Ron Robin. The Barbed Wire College: Reeducating German POWs in the United States during World War II. Princeton, N.J.: Princeton University Press, 1995. 224 pp. $29.95 (cloth), ISBN 978-0-691-03700-4.
Reviewed by Mark D. Van Ells (CUNY-Queensborough)
Published on H-Urban (June, 1997)
Few realize that during World War II the United States Army established a program to impart the principles of American democracy to German prisoners of war. In The Barbed-Wire College, Ron Robin of the University of Haifa examines the work of the army's Special Projects Division (SPD) of the Office of the Provost Marshal General, the unit tasked with prisoner reeducation. The work provides an illuminating glimpse into American cultural and intellectual history during World War II.
Robin originally set out to measure the success of the project, but soon discovered the effort "manifestly ineffectual" (p. ix). The author instead concentrated on the mindset of the reeducators to determine why the operation was so inept. The work of reeducating German war prisoners fell upon liberal arts professors. Because prisoner reeducation began late in the war, the SPD attracted few prominent professors. Indeed, only very few were experts in German language and history. These scholars in uniform designed a program based on the model of the American university, creating "the familiar milieu of the American college campus" (p. 10) in the camps, despite its unsuitability in the adversarial environment of the prison. The program evolved as it did, Robin suggests, because the SPD staff was less interested in producing German democrats than it was in validating a liberal arts education in an age of science.

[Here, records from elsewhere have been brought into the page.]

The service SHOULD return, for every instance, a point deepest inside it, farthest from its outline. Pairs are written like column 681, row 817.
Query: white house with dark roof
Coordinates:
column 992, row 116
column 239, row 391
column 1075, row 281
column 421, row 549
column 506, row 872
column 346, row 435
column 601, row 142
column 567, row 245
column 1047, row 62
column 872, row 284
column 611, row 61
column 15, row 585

The author describes his work as a "social history of an intellectual endeavor" (p. 12), but it will be of interest to a wide range of scholars, particularly cultural historians. For example, the elitist SPD staff strongly disapproved of using popular culture to influence prisoners, believing it would prove a distraction from reeducation. As a result, camp newspapers contained articles reminiscent of literary journals rather than the news from home and the light reading the POWs' craved. The SPD did show a few select films approved for their intellectual content, but only as part of a minor program in the overall reeducation effort. The study contains many other discussions that will be of interest to students of both German and American culture.
Robin bases the book largely on SPD records and other official sources. He combs through these records in an exhaustive fashion to produce an engaging portrait of an ill-defined and poorly conceived operation undermined by the ulterior motives of its administrators. Robin successfully conveys the mentality of the SPD staff, but some readers will be left wanting more. A wider range of sources would have made for a more convincing work, even within its limited scope. The prisoners' impressions of reeducation, for example, come only from SPD staff observations, not from the POWs themselves. Secondly, the author might have elaborated more on precisely how he believes the reeducation program was flawed, a point on which he is unclear. Although Robin did not intend to tell the whole story of American reeducation efforts, he might have told a bit more of it.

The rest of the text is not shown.